Existing wireless systems are designed to meet certain operational requirements. Two such requirements are call-blocking and call dropping rates. Call blocking rates relate to the percentage of calls originating from wireless devices to a network base station that are blocked, i.e., not accepted, by the base station for any of several possible reasons, such as congestion at the base station. Call dropping rates relate to calls that are initially accepted but are later terminated not at the request of one of the parties to the call but because, for example, the quality of a signal carrying a call which may be voice or data becomes unacceptable.
It is believed that call dropping is more irritating to a wireless caller than a blocked call. That is, someone engaged in an accepted, then dropped, call is more upset when her call is dropped than when she has to wait until a call is finally accepted for connection after being blocked. For this reason, the call blocking rate is usually set higher than the call dropping rate. However, ideally, both call-blocking and call dropping rates should remain relatively low, e.g., ideally 1-2% and 0.1-0.2%, respectively. There is a tradeoff, however, between the two. Statistically, the higher the number of calls that are accepted, i.e., the lower the call blocking rate, the greater the chance that some calls will have to be subsequently dropped not at the request of a party, i.e., the higher the call dropping rate, and vice-versa.
For example, during certain times of the day a base station may experience a large influx of traffic, e.g., incoming telephone calls, that usually adds background interference to a wireless signal between a wireless device and its serving base station(s). This weakens the signal at a faster rate and results in a higher hand-off rate to another base station. In response to such an influx of traffic, (and/or to unrelated causes, such as user mobility patterns) the base station may attempt to hand-off some calls to neighboring base stations listed on a so-called neighbor list (a so-called “network assisted hand-off”) or an associated wireless device may attempt to originate a hand-off to another base station on the list (“mobile assisted hand-off”). The neighbor list contains a number of neighboring base stations that are ranked by one or more techniques known in the art. Typically, this ranking is based on a statistical model. The modeling and ranking are usually done when the base station or its associated network is initially deployed and is rarely revised. Typically, when the base station needs to hand-off a call, it first attempts to do so using a base station from the neighbor list that momentarily offers the best available wireless signal to a particular call, or simply by using the highest ranked base station on the neighbor list. Sometimes, however, such a hand-off is not possible because a connection to such a base station is momentarily unavailable (due to traffic congestion at the momentarily preferred base station) or the quality of the signal is unacceptable.
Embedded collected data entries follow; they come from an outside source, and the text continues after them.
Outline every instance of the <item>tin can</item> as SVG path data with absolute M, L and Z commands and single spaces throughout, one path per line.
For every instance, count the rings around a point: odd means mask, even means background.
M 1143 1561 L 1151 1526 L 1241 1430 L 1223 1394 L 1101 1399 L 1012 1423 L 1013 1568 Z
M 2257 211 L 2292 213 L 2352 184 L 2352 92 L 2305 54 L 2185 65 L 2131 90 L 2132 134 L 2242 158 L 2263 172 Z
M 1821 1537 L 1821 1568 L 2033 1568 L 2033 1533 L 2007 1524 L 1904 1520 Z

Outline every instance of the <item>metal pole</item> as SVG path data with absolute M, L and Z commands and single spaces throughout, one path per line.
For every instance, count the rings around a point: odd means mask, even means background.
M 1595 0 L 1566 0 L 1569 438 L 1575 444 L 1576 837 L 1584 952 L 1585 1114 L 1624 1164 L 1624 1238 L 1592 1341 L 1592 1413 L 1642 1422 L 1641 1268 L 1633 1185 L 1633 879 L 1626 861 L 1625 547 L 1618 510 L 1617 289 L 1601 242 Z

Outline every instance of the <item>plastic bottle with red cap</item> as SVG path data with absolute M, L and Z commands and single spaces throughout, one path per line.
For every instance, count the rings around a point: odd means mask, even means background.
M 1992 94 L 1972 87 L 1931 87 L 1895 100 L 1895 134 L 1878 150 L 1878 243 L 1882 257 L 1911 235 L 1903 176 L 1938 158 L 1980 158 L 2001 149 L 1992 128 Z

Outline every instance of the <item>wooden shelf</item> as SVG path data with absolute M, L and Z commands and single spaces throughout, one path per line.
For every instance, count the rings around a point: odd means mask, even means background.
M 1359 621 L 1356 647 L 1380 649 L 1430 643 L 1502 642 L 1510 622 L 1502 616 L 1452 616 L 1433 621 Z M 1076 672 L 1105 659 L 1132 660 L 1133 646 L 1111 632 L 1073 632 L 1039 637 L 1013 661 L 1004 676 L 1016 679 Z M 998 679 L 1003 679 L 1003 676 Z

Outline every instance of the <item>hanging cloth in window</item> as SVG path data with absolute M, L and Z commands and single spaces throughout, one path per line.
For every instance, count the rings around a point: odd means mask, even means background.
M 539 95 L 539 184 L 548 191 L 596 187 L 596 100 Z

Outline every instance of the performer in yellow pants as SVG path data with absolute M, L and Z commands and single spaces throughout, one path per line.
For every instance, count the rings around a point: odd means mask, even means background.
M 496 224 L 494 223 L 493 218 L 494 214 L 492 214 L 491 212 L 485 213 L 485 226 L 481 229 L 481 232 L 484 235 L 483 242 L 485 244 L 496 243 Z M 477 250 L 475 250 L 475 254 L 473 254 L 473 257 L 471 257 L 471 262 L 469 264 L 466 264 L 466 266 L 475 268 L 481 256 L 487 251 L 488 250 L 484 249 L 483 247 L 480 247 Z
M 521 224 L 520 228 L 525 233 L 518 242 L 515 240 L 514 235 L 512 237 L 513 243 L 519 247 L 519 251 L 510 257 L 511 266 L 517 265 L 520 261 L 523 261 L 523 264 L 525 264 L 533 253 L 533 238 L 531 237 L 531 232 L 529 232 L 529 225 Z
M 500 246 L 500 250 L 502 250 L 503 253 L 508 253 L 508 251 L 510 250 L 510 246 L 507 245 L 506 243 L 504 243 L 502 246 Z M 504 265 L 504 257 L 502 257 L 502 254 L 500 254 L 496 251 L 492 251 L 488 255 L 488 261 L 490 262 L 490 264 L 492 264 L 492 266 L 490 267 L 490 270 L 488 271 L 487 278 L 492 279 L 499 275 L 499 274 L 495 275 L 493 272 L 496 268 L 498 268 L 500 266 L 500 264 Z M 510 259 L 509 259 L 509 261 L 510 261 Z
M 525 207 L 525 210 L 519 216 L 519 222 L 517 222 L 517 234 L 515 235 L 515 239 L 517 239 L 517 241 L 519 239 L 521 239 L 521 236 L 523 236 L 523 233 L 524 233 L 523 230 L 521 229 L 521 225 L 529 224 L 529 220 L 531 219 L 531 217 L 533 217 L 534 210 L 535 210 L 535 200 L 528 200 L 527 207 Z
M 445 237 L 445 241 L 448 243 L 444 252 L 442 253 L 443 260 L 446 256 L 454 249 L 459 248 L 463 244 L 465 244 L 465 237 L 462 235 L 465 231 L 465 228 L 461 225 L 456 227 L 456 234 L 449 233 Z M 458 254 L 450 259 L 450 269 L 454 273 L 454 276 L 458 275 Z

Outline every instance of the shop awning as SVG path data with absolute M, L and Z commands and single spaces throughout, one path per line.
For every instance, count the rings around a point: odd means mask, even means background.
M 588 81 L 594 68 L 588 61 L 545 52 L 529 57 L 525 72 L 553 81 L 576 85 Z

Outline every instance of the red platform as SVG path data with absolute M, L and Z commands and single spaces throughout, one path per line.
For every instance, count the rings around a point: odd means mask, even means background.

When this occurs, the base station will attempt to hand the call off to another base station on the neighbor list that momentarily offers the second best available wireless signal or simply to the next highest ranked base station. Sometimes, however, the base stations available to accept the hand-off are those that offer a weaker, but still acceptable, signal or those that are lower ranked base stations. Many times after a call is handed-off to such a base station the call is ultimately dropped because the base station that accepted the hand-off cannot maintain the call, e.g., it's too far away from the caller (or the signal drops under an acceptable threshold and cannot return to an acceptable level). In sum, though the signal between the lower ranked base station was momentarily acceptable, it quickly became unacceptable as the wireless user moved or as the traffic conditions associated with the base station changed. In hindsight, it would have been better, i.e., less irritating to block a number of incoming calls than to force a call to be handed-off to a less preferred, momentarily available base station and then be dropped.
Today, call blocking and call dropping rates are based on static neighbor lists, i.e., the lists remain relatively unchanged. This makes it difficult to change these rates as traffic conditions vary.